Is there any circumstance in which it would be acceptable to put anti-seize on a slider pin (for a brake caliper)?
A mechanic wrote this to me:
"When slider pins are serviced, they are removed from the mounting bracket, buffed on a wire wheel and lubricated with anti-seize or a synthetic brake lubricant. Both options are acceptable (contrary to your Google search) and provided by Napa."
As the mechanic says, I've already done research on the topic. I could tell you what I found, but I don't want to do anything to compromise the neutrality of the answers.
I can at least show you what research I have done in order to make sure this question wasn't a duplicate:
- What type of Brake Lube to use (gives one suggestion for a product to use on slider pins, but doesn't address the question of whether or not anti-seize would be acceptable).
- What brake components need to be lubricated? (has anti-seize mentioned in two of the answers, but neither mention refers specifically to using it on the guide pins).
- Replaced brake pads - one pad was full, the other was gone. Brakes now very hot after driving (anti-seize is mentioned in association with guide pins in one of the answer, but there's a lack of details and this answer has a net score of 10 lower than the top-voted answer, so it seems relatively poorly received).

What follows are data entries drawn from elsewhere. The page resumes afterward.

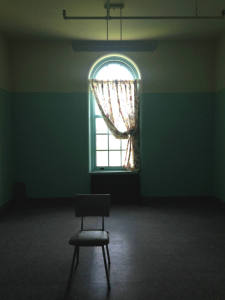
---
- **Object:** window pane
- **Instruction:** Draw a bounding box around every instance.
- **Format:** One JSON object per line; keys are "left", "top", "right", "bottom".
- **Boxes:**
{"left": 109, "top": 151, "right": 121, "bottom": 166}
{"left": 96, "top": 151, "right": 108, "bottom": 166}
{"left": 95, "top": 101, "right": 101, "bottom": 115}
{"left": 109, "top": 135, "right": 121, "bottom": 150}
{"left": 96, "top": 135, "right": 108, "bottom": 150}
{"left": 122, "top": 139, "right": 128, "bottom": 150}
{"left": 96, "top": 118, "right": 108, "bottom": 134}
{"left": 95, "top": 63, "right": 134, "bottom": 80}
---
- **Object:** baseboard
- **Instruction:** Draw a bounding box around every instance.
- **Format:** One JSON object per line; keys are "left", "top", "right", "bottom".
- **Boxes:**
{"left": 0, "top": 200, "right": 11, "bottom": 216}
{"left": 140, "top": 196, "right": 222, "bottom": 207}
{"left": 215, "top": 197, "right": 225, "bottom": 208}
{"left": 27, "top": 197, "right": 74, "bottom": 208}
{"left": 8, "top": 195, "right": 224, "bottom": 209}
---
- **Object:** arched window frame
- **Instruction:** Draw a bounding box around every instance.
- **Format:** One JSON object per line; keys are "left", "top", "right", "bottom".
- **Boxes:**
{"left": 89, "top": 54, "right": 141, "bottom": 172}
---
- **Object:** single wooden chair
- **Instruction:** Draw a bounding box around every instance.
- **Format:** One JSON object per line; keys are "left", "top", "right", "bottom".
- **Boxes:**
{"left": 68, "top": 194, "right": 111, "bottom": 289}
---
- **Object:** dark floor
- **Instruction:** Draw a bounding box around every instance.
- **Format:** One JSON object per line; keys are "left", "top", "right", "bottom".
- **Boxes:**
{"left": 0, "top": 202, "right": 225, "bottom": 300}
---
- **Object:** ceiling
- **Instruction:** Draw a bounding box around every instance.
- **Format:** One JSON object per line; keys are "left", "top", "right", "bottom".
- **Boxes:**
{"left": 0, "top": 0, "right": 225, "bottom": 40}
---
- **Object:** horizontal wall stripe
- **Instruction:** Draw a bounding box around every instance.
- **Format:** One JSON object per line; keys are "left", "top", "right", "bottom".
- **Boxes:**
{"left": 142, "top": 91, "right": 215, "bottom": 97}
{"left": 12, "top": 90, "right": 216, "bottom": 96}
{"left": 216, "top": 87, "right": 225, "bottom": 94}
{"left": 0, "top": 88, "right": 10, "bottom": 95}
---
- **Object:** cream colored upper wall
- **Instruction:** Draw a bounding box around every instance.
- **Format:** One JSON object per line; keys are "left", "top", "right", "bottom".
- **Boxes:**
{"left": 216, "top": 35, "right": 225, "bottom": 91}
{"left": 0, "top": 34, "right": 10, "bottom": 90}
{"left": 134, "top": 40, "right": 215, "bottom": 93}
{"left": 10, "top": 39, "right": 215, "bottom": 93}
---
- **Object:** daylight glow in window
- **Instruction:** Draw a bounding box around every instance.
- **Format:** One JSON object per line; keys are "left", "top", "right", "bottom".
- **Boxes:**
{"left": 95, "top": 63, "right": 134, "bottom": 80}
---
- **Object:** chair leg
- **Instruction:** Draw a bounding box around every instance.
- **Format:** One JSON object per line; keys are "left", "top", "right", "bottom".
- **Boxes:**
{"left": 102, "top": 246, "right": 111, "bottom": 290}
{"left": 74, "top": 246, "right": 80, "bottom": 270}
{"left": 69, "top": 246, "right": 78, "bottom": 280}
{"left": 65, "top": 246, "right": 79, "bottom": 297}
{"left": 106, "top": 244, "right": 111, "bottom": 267}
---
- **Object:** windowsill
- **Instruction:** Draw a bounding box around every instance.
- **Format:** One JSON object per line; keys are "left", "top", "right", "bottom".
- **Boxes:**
{"left": 89, "top": 170, "right": 139, "bottom": 174}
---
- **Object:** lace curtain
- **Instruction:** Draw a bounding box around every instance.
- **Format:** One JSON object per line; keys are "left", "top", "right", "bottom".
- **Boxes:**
{"left": 90, "top": 79, "right": 140, "bottom": 171}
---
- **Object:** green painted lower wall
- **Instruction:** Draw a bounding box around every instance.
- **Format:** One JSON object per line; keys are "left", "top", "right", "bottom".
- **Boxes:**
{"left": 141, "top": 92, "right": 213, "bottom": 197}
{"left": 0, "top": 89, "right": 13, "bottom": 207}
{"left": 12, "top": 91, "right": 213, "bottom": 198}
{"left": 13, "top": 92, "right": 90, "bottom": 198}
{"left": 213, "top": 88, "right": 225, "bottom": 202}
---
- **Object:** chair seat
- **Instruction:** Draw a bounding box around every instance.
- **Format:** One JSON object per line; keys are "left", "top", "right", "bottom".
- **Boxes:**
{"left": 69, "top": 230, "right": 109, "bottom": 246}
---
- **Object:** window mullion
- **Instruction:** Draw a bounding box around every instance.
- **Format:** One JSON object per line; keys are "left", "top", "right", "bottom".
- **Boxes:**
{"left": 108, "top": 132, "right": 109, "bottom": 167}
{"left": 120, "top": 139, "right": 122, "bottom": 166}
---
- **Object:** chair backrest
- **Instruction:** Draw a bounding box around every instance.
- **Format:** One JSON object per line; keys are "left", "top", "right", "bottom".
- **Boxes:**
{"left": 75, "top": 194, "right": 110, "bottom": 217}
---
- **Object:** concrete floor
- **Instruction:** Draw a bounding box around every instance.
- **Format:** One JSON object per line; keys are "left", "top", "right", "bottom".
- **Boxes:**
{"left": 0, "top": 203, "right": 225, "bottom": 300}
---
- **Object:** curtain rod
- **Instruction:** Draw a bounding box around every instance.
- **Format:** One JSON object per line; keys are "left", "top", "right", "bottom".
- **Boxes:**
{"left": 63, "top": 9, "right": 225, "bottom": 21}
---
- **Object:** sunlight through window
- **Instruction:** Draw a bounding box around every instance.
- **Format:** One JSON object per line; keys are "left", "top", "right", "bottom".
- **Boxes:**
{"left": 89, "top": 56, "right": 140, "bottom": 171}
{"left": 95, "top": 63, "right": 134, "bottom": 80}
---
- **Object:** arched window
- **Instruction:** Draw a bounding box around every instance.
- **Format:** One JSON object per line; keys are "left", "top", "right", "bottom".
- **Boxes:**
{"left": 89, "top": 55, "right": 141, "bottom": 172}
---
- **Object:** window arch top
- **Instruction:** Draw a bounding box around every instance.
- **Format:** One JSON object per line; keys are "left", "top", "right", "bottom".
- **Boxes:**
{"left": 89, "top": 55, "right": 141, "bottom": 81}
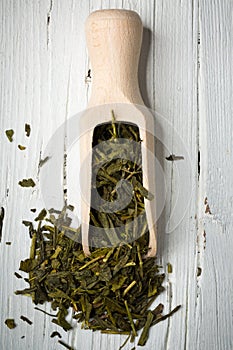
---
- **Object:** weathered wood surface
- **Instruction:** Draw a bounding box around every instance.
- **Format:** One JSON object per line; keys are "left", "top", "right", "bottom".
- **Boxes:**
{"left": 0, "top": 1, "right": 232, "bottom": 349}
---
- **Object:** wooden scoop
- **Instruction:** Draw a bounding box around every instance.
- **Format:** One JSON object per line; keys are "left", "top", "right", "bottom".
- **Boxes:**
{"left": 80, "top": 9, "right": 157, "bottom": 257}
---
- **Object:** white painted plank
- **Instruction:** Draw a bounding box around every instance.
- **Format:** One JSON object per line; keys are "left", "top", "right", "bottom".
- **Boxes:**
{"left": 194, "top": 1, "right": 233, "bottom": 349}
{"left": 151, "top": 1, "right": 199, "bottom": 350}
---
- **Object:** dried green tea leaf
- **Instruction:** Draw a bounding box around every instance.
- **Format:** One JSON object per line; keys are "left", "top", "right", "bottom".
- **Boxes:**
{"left": 51, "top": 305, "right": 72, "bottom": 331}
{"left": 111, "top": 275, "right": 127, "bottom": 292}
{"left": 22, "top": 220, "right": 33, "bottom": 227}
{"left": 66, "top": 204, "right": 75, "bottom": 211}
{"left": 20, "top": 315, "right": 32, "bottom": 325}
{"left": 18, "top": 178, "right": 36, "bottom": 188}
{"left": 167, "top": 262, "right": 173, "bottom": 273}
{"left": 50, "top": 246, "right": 62, "bottom": 259}
{"left": 124, "top": 300, "right": 137, "bottom": 336}
{"left": 58, "top": 340, "right": 74, "bottom": 350}
{"left": 22, "top": 220, "right": 35, "bottom": 238}
{"left": 39, "top": 156, "right": 50, "bottom": 168}
{"left": 14, "top": 272, "right": 23, "bottom": 279}
{"left": 18, "top": 145, "right": 26, "bottom": 150}
{"left": 151, "top": 303, "right": 164, "bottom": 316}
{"left": 25, "top": 124, "right": 31, "bottom": 137}
{"left": 5, "top": 241, "right": 12, "bottom": 245}
{"left": 152, "top": 305, "right": 181, "bottom": 327}
{"left": 166, "top": 154, "right": 184, "bottom": 161}
{"left": 15, "top": 287, "right": 37, "bottom": 296}
{"left": 101, "top": 330, "right": 130, "bottom": 335}
{"left": 30, "top": 208, "right": 37, "bottom": 213}
{"left": 137, "top": 311, "right": 154, "bottom": 346}
{"left": 132, "top": 177, "right": 154, "bottom": 200}
{"left": 123, "top": 280, "right": 136, "bottom": 296}
{"left": 5, "top": 319, "right": 17, "bottom": 329}
{"left": 119, "top": 334, "right": 131, "bottom": 350}
{"left": 34, "top": 307, "right": 56, "bottom": 317}
{"left": 50, "top": 331, "right": 62, "bottom": 338}
{"left": 5, "top": 129, "right": 14, "bottom": 142}
{"left": 19, "top": 258, "right": 38, "bottom": 272}
{"left": 35, "top": 208, "right": 47, "bottom": 221}
{"left": 0, "top": 207, "right": 5, "bottom": 242}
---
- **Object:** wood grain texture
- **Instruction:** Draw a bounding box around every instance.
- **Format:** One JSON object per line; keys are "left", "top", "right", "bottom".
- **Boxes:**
{"left": 0, "top": 1, "right": 232, "bottom": 350}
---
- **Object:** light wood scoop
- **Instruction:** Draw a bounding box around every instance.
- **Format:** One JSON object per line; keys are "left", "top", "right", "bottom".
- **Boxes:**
{"left": 80, "top": 9, "right": 157, "bottom": 257}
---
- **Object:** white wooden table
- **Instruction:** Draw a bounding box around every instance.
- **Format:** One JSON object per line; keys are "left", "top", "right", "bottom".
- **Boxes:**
{"left": 1, "top": 1, "right": 232, "bottom": 349}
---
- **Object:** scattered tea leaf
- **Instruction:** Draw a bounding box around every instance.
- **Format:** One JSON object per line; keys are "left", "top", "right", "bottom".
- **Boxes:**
{"left": 52, "top": 306, "right": 72, "bottom": 331}
{"left": 5, "top": 129, "right": 14, "bottom": 142}
{"left": 167, "top": 262, "right": 173, "bottom": 273}
{"left": 34, "top": 307, "right": 56, "bottom": 317}
{"left": 6, "top": 241, "right": 12, "bottom": 245}
{"left": 14, "top": 272, "right": 23, "bottom": 279}
{"left": 18, "top": 145, "right": 26, "bottom": 150}
{"left": 18, "top": 179, "right": 36, "bottom": 188}
{"left": 25, "top": 124, "right": 31, "bottom": 137}
{"left": 5, "top": 319, "right": 17, "bottom": 329}
{"left": 137, "top": 311, "right": 154, "bottom": 346}
{"left": 30, "top": 208, "right": 37, "bottom": 213}
{"left": 22, "top": 220, "right": 33, "bottom": 227}
{"left": 85, "top": 69, "right": 91, "bottom": 83}
{"left": 22, "top": 220, "right": 35, "bottom": 238}
{"left": 0, "top": 207, "right": 5, "bottom": 242}
{"left": 58, "top": 340, "right": 74, "bottom": 350}
{"left": 119, "top": 334, "right": 131, "bottom": 349}
{"left": 35, "top": 208, "right": 47, "bottom": 221}
{"left": 50, "top": 331, "right": 62, "bottom": 338}
{"left": 20, "top": 315, "right": 33, "bottom": 325}
{"left": 205, "top": 204, "right": 211, "bottom": 214}
{"left": 166, "top": 154, "right": 184, "bottom": 161}
{"left": 152, "top": 305, "right": 182, "bottom": 327}
{"left": 39, "top": 156, "right": 50, "bottom": 168}
{"left": 151, "top": 303, "right": 164, "bottom": 316}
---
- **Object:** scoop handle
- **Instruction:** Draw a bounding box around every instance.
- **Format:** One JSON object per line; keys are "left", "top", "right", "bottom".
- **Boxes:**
{"left": 85, "top": 9, "right": 144, "bottom": 107}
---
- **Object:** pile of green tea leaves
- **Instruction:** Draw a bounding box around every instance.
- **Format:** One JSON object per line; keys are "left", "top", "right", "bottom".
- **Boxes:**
{"left": 16, "top": 209, "right": 180, "bottom": 347}
{"left": 15, "top": 117, "right": 180, "bottom": 348}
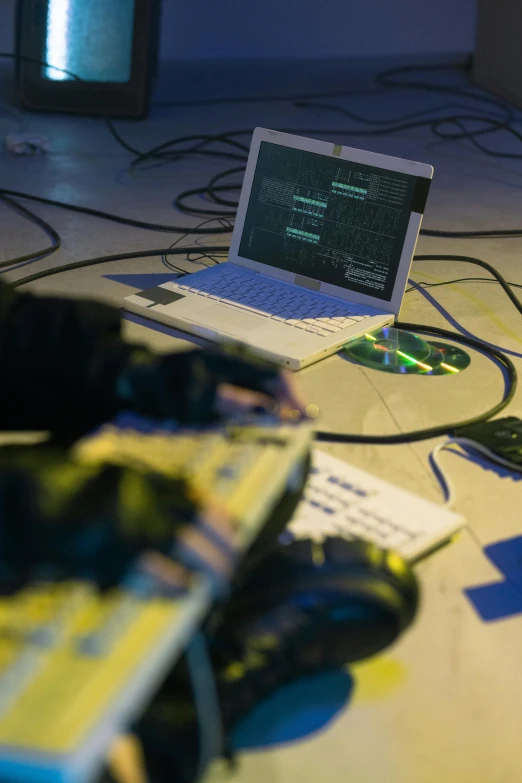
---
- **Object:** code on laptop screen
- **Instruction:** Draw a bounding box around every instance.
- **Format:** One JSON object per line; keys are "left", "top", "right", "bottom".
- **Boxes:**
{"left": 238, "top": 141, "right": 426, "bottom": 301}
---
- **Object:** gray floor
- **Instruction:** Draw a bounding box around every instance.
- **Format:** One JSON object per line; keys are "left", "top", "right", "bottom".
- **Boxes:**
{"left": 1, "top": 55, "right": 522, "bottom": 783}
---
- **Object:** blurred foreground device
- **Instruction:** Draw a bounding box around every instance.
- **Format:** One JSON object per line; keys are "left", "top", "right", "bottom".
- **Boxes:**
{"left": 474, "top": 0, "right": 522, "bottom": 109}
{"left": 16, "top": 0, "right": 161, "bottom": 117}
{"left": 0, "top": 421, "right": 311, "bottom": 783}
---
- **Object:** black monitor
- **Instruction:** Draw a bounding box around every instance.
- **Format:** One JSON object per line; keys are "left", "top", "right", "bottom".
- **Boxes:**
{"left": 16, "top": 0, "right": 161, "bottom": 118}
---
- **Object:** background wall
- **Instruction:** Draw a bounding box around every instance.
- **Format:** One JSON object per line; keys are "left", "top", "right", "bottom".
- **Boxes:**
{"left": 0, "top": 0, "right": 477, "bottom": 60}
{"left": 160, "top": 0, "right": 478, "bottom": 59}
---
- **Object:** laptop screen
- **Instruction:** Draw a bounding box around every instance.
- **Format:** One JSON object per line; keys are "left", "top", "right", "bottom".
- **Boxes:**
{"left": 238, "top": 141, "right": 426, "bottom": 302}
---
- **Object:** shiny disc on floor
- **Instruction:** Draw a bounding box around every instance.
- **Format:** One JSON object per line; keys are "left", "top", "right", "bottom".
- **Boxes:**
{"left": 343, "top": 327, "right": 437, "bottom": 374}
{"left": 424, "top": 341, "right": 471, "bottom": 375}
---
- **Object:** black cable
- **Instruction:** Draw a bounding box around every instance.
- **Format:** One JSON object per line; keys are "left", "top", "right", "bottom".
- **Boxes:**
{"left": 371, "top": 62, "right": 522, "bottom": 160}
{"left": 172, "top": 138, "right": 522, "bottom": 236}
{"left": 3, "top": 55, "right": 522, "bottom": 280}
{"left": 177, "top": 158, "right": 522, "bottom": 237}
{"left": 162, "top": 218, "right": 232, "bottom": 272}
{"left": 7, "top": 51, "right": 522, "bottom": 235}
{"left": 139, "top": 59, "right": 522, "bottom": 214}
{"left": 161, "top": 55, "right": 522, "bottom": 225}
{"left": 133, "top": 147, "right": 248, "bottom": 168}
{"left": 431, "top": 116, "right": 522, "bottom": 160}
{"left": 152, "top": 60, "right": 511, "bottom": 124}
{"left": 130, "top": 134, "right": 249, "bottom": 171}
{"left": 3, "top": 174, "right": 519, "bottom": 244}
{"left": 316, "top": 250, "right": 522, "bottom": 444}
{"left": 186, "top": 250, "right": 227, "bottom": 266}
{"left": 0, "top": 51, "right": 81, "bottom": 81}
{"left": 0, "top": 194, "right": 61, "bottom": 269}
{"left": 207, "top": 167, "right": 246, "bottom": 208}
{"left": 413, "top": 255, "right": 522, "bottom": 316}
{"left": 0, "top": 50, "right": 237, "bottom": 232}
{"left": 9, "top": 246, "right": 228, "bottom": 289}
{"left": 2, "top": 50, "right": 147, "bottom": 161}
{"left": 294, "top": 98, "right": 512, "bottom": 129}
{"left": 174, "top": 185, "right": 239, "bottom": 218}
{"left": 154, "top": 86, "right": 389, "bottom": 109}
{"left": 177, "top": 156, "right": 522, "bottom": 237}
{"left": 420, "top": 227, "right": 522, "bottom": 238}
{"left": 105, "top": 117, "right": 144, "bottom": 156}
{"left": 294, "top": 102, "right": 522, "bottom": 159}
{"left": 0, "top": 189, "right": 233, "bottom": 235}
{"left": 406, "top": 276, "right": 522, "bottom": 293}
{"left": 0, "top": 52, "right": 237, "bottom": 234}
{"left": 375, "top": 61, "right": 516, "bottom": 122}
{"left": 14, "top": 51, "right": 517, "bottom": 171}
{"left": 315, "top": 322, "right": 517, "bottom": 444}
{"left": 130, "top": 144, "right": 248, "bottom": 170}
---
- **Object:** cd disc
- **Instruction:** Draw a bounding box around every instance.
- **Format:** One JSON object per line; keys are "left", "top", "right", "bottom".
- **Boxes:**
{"left": 343, "top": 327, "right": 434, "bottom": 374}
{"left": 425, "top": 341, "right": 471, "bottom": 375}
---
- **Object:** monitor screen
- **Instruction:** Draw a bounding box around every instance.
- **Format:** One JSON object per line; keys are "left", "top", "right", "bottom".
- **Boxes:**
{"left": 44, "top": 0, "right": 136, "bottom": 83}
{"left": 238, "top": 141, "right": 421, "bottom": 301}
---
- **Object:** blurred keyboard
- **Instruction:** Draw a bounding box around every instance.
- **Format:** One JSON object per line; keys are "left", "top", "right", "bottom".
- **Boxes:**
{"left": 0, "top": 421, "right": 311, "bottom": 783}
{"left": 289, "top": 450, "right": 464, "bottom": 561}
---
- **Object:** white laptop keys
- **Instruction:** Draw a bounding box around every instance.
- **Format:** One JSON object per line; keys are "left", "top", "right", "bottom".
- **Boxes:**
{"left": 124, "top": 128, "right": 433, "bottom": 370}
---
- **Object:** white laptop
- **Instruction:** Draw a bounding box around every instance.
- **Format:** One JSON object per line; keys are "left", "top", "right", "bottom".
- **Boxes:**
{"left": 124, "top": 128, "right": 433, "bottom": 370}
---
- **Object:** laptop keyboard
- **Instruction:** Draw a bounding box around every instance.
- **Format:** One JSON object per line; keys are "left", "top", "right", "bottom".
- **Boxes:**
{"left": 177, "top": 267, "right": 370, "bottom": 337}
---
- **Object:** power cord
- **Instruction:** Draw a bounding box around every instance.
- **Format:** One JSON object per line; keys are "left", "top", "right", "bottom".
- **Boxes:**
{"left": 162, "top": 218, "right": 232, "bottom": 273}
{"left": 8, "top": 246, "right": 227, "bottom": 289}
{"left": 0, "top": 194, "right": 61, "bottom": 269}
{"left": 0, "top": 189, "right": 233, "bottom": 236}
{"left": 293, "top": 101, "right": 518, "bottom": 152}
{"left": 129, "top": 133, "right": 249, "bottom": 171}
{"left": 375, "top": 61, "right": 516, "bottom": 121}
{"left": 412, "top": 255, "right": 522, "bottom": 316}
{"left": 430, "top": 436, "right": 522, "bottom": 508}
{"left": 406, "top": 277, "right": 522, "bottom": 294}
{"left": 314, "top": 321, "right": 517, "bottom": 445}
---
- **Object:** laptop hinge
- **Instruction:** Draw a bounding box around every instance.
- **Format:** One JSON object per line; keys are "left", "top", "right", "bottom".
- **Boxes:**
{"left": 294, "top": 275, "right": 320, "bottom": 292}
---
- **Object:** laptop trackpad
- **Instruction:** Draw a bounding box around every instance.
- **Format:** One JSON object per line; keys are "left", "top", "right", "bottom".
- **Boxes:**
{"left": 190, "top": 305, "right": 265, "bottom": 333}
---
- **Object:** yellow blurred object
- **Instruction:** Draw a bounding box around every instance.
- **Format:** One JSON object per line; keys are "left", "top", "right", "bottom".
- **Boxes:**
{"left": 0, "top": 421, "right": 311, "bottom": 783}
{"left": 351, "top": 657, "right": 406, "bottom": 702}
{"left": 109, "top": 734, "right": 149, "bottom": 783}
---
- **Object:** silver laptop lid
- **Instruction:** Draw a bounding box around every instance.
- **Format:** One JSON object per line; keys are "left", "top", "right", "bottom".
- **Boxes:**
{"left": 228, "top": 128, "right": 433, "bottom": 317}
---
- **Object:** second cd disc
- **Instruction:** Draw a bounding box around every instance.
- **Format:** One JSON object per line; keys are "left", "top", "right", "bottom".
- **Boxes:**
{"left": 343, "top": 326, "right": 435, "bottom": 374}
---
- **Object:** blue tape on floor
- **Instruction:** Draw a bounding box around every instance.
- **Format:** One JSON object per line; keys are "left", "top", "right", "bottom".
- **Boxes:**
{"left": 484, "top": 536, "right": 522, "bottom": 587}
{"left": 104, "top": 273, "right": 180, "bottom": 289}
{"left": 464, "top": 581, "right": 522, "bottom": 622}
{"left": 465, "top": 536, "right": 522, "bottom": 622}
{"left": 230, "top": 670, "right": 353, "bottom": 751}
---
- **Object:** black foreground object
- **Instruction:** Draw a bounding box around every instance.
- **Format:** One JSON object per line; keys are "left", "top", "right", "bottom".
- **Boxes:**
{"left": 133, "top": 536, "right": 420, "bottom": 783}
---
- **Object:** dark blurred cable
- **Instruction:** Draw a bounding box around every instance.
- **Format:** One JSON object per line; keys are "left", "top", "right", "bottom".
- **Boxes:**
{"left": 0, "top": 189, "right": 233, "bottom": 235}
{"left": 10, "top": 245, "right": 229, "bottom": 288}
{"left": 0, "top": 194, "right": 61, "bottom": 269}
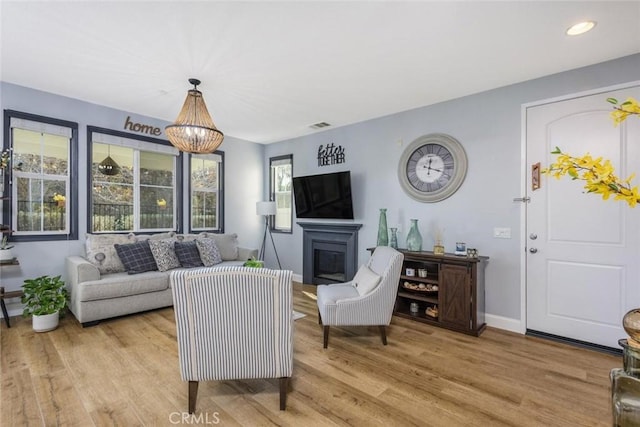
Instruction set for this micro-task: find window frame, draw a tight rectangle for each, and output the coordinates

- Sounds like brake disc is making contact with pad shims (for completeness, I'm listing here the last thread from, the 6 results in my search for "anti-seize sliding pin" which might be interpreted by some as being relevant, but it seems a lot less related than the previous three that I listed here).
- Squealing Brakes (2012 Chevy Cruze RS) (searching "anti-seize guide pin" gave me two results, one that I already listed above, and this one, which I think is fair to say is not very relevant).